Wydarzył się tam znany incydent, wykorzystywany później przez propagandę sowiecką. Po odtransportowaniu Żydów do getta przypadkowo została w Łyścu 10-letnia dziewczynka żydowska, córka miejscowego lekarza. To dziecko jeszcze jakiś czas kręciło się po łysieckich uliczkach, aż znalazło się na podwórku posterunku ukraińskiej policji pomocniczej. Za sowietów budynek ten był wykorzystywany jako szpital rejonowy, a później jako przychodnia lekarska. W centrum podwórka znajdowała się studnia. Za jakiś czas z budynku wyszedł komendant, niejaki Kozij, poprosił dziewczynkę, by spokojnie stała koło studni i zastrzelił ją na oczach przypadkowych ludzi. Później się okazało, że Kozij przeżył w zdrowiu wojnę, uciekł z Niemcami na Zachód i następnie okazał się w Stanach Zjednoczonych i na Kostaryce. Żądania władz sowieckich wydania zbrodniarza sądownictwu sowieckiemu były bezskuteczne.

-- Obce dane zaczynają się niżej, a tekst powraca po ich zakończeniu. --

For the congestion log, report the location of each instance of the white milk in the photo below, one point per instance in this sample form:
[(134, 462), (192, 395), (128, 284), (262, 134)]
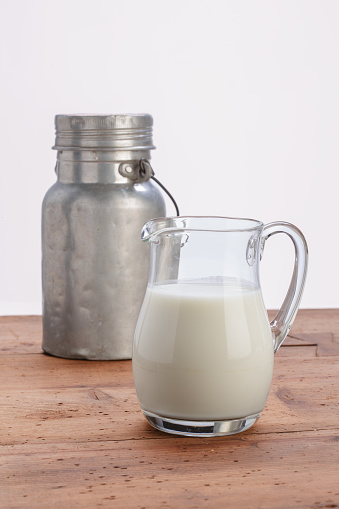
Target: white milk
[(203, 351)]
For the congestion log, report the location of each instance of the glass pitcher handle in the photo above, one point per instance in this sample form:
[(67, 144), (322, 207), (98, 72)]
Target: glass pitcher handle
[(283, 320)]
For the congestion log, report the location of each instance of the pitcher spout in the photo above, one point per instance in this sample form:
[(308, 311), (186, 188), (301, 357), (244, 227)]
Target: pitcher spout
[(161, 225)]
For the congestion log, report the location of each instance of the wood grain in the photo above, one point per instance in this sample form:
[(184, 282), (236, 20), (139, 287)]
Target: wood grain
[(72, 433)]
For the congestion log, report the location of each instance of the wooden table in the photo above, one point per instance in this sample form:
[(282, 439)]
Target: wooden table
[(72, 434)]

I jeszcze o jednym incydencie w Łyścu, dotyczącym też „czarnej policji”. W roku 1944, w styczniu w święto Chrztu Pańskiego, zwanego na Kresach „Jordanem” (19 stycznia) przy wyjściu z cerkwi na oczach ludzi został zastrzelony komendant posterunku „czarnej policji”, niejaki K. Przyczyną jego „likwidacji”, jak głosiła fama, było przychylne nastawienie do Polaków i obrona ich przed nocnymi napadami i rabunkami. Wydarzenie to miało miejsce pod koniec niemieckiej okupacji (skończyła się w ostatnich dniach marca 1944 roku, wtedy też zaczęła się masowa ucieczka niemieckich kolaborantów i części okupacyjnej administracji). W styczniu 1944 roku władza hitlerowska była jeszcze „twarda”.

Sam fakt opisanego postępowania funkcjonariusza okupacyjnych organów ścigania, potwierdzony ukaraniem śmiercią i to na oczach tłumu ludzi jest bardzo rzadki. Tym niemniej opis ten spotykamy w historycznej literaturze polskiej (co najmniej u dwóch autorów). Pozwólcie autorom artykułu nie komentować tego faktu. Historia Kresów nie jest prosta i jasna.

Powróćmy jednak do naszego kościoła. Najdroższym skarbem kościoła w Łyścu był obraz Najświętszej Maryi Panny, uznany po wielu wypadkach uzdrowień i innych łask za cudowny. Do niego właśnie w szczerych modlitwach zwracali swoje oczy wierni, prosząc o opiekę dla siebie i swych rodzin. Otaczały go czcią nie tylko parafianie – Polacy i Ormianie, ale też Ukraińcy. Był to obraz Najświętszej Panny Maryi na płótnie przymocowanym do deski, malowany na podobieństwo obrazu Matki Boskiej Częstochowskiej, wysoki 136 cm i szeroki 98 cm, przedstawiał Najświętszą Bogurodzicę piastującą Dzieciątko Jezus, które prawą rączką wskazuje na Swą Matkę, a lewą trzyma książkę.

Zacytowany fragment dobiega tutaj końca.